SIS Live has won the lucrative contract to provide production and broadcast coverage for 2010’s Delhi Commonwealth Games, writes Adrian Pennington.
SIS Live beat four other candidates shortlisted by Prasar Bharati, India’s public broadcasting consortia and governing body to Games host broadcaster, Doordarshan.
Prasar Bharati sought overseas contractors to supply the key requirement for an international HD feed. Other applicants included Tokyo Broadcasting, the Canadian Broadcasting Corporation and Switzerland’s International Games Broadcast Services (IGBS), a joint venture between HBS, the host broadcaster for the FIFA World Cup in 2010, and IMG Media. Estimates in the Indian press put the contract to produce the 11-day event at up to $500m.
The uplink and facility services group will provide all the production facilities and over 1000 technical and production crew to cover 17 sports across 12 venues in Delhi, as well as the Games’ opening and closing ceremonies.
“It is a massive international multi-discipline event and therefore not that dissimilar to the Summer games,” says SIS Live Engineering Manager, Adrian Kingston. “The Commonwealth Games will present an enormous challenge not least in organising the transport of people and equipment to the sub-continent.”
According to an executive of an OB equipment supply firm, TWI, producer of the Asian Games in Quatar in 2006, withdrew from the bidding process in the summer because of the restrictive demands placed on the winning contractor by Prasar Bharati.
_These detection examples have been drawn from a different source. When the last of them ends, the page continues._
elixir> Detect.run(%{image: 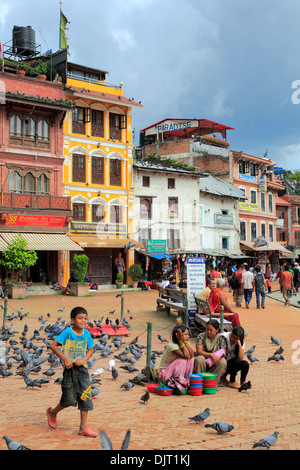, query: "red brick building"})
[0,67,81,282]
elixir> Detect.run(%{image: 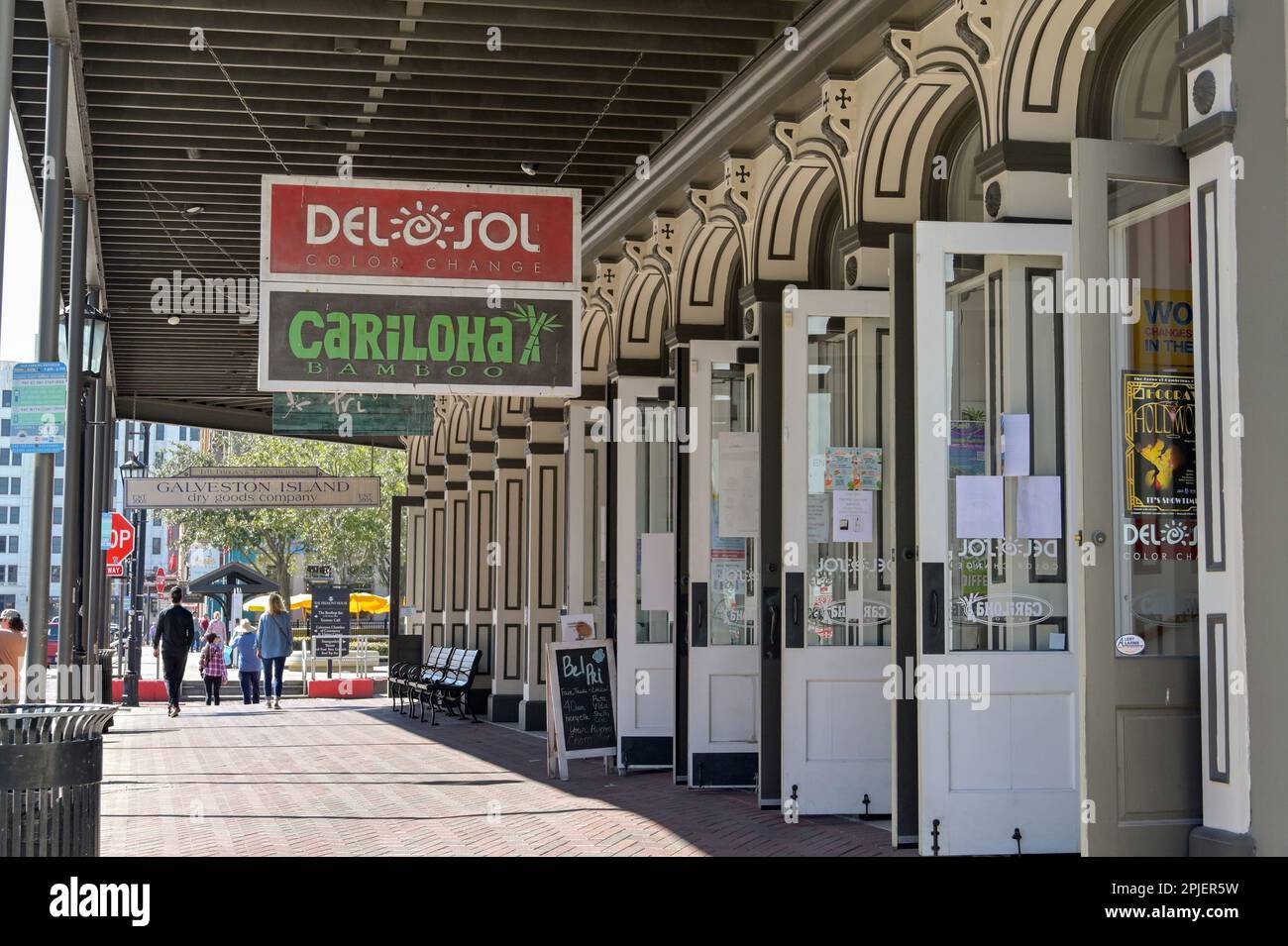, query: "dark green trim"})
[1176,112,1236,158]
[1176,17,1234,69]
[975,141,1073,180]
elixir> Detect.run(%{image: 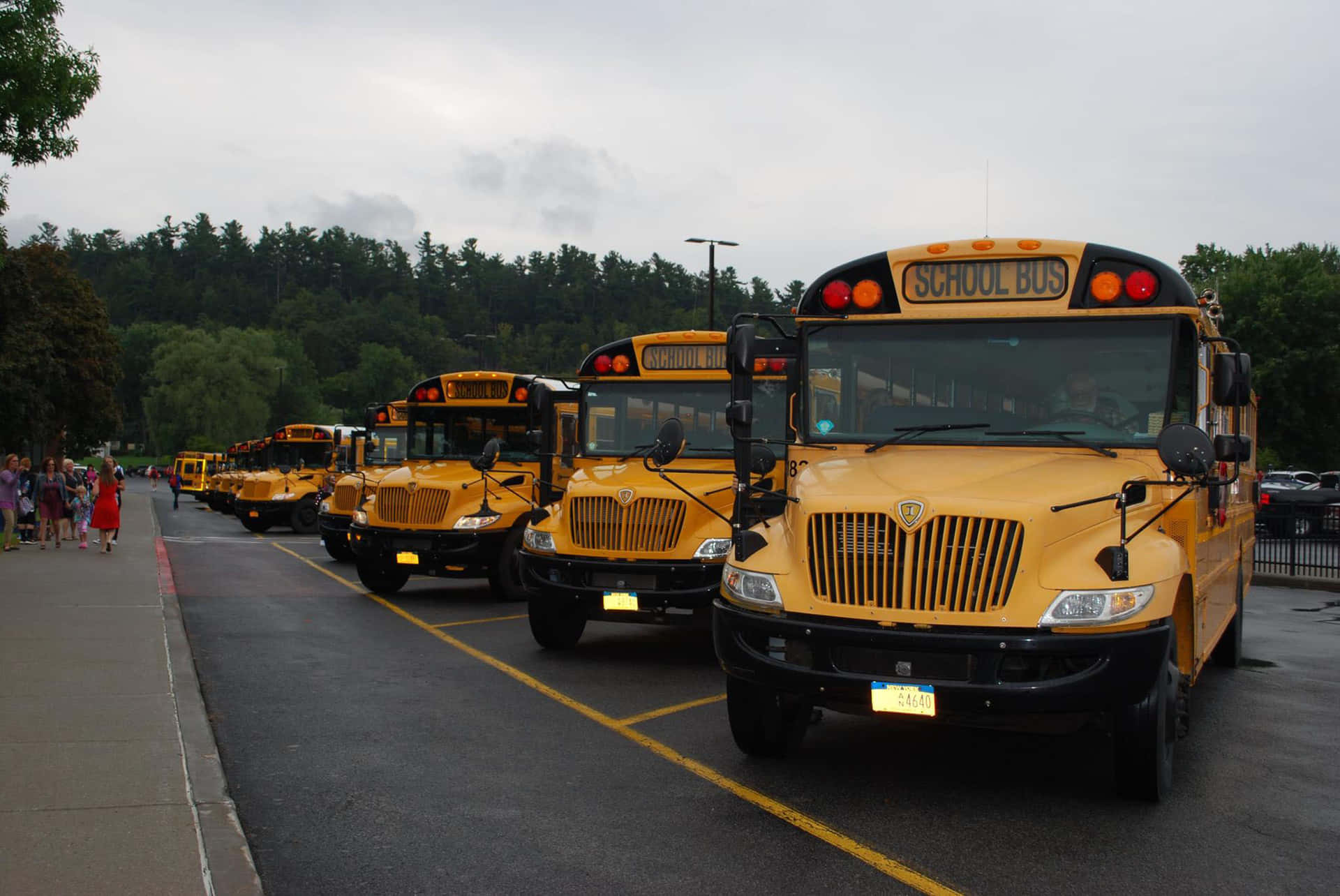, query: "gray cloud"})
[302,193,418,239]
SIS Live is also focusing on the BBC’s provision for London 2012 for which it is a lead contractor. It provided the camera and presentation positions for BBC Sport during the Beijing Games.
According to Kingston, who is heading up 2012 activity for SIS Live, planning commenced at the beginning of this year and following last month’s first meeting of international broadcast rights holders with Olympic Broadcaster Services London (OBSL) the process has begun to ramp up.
“At this stage there’s a lot of second guessing about what the host broadcaster will charge and what technologies may be available come 2012,” says Kingston. “OBSL will take on board the various broadcaster requests for space, kit and production activity at the venues and IBC and produce a rate card. When that appears next year things will really hot up, but until then most planning runs on the assumption that everything will be much the same as Beijing.”
Kingston indicated that the BBC is likely to increase the amount of presentation it wraps around the international feed, such as for channels being distributed over the red button. Super-HD transmission to giant screens at venues such as Hyde Park, and 3D stereo capture inside the stadia are also on the drawing board.
SIS Live won’t be the exclusive OB partner to the BBC, so great will be the Corporation’s needs, but Kingston revealed that SIS is also hoping to work with OBSL.
“There will for example be coverage of the Olympics soccer tournament which will rove around different football grounds and a variety of related cultural events before and during the Games which will need producing.”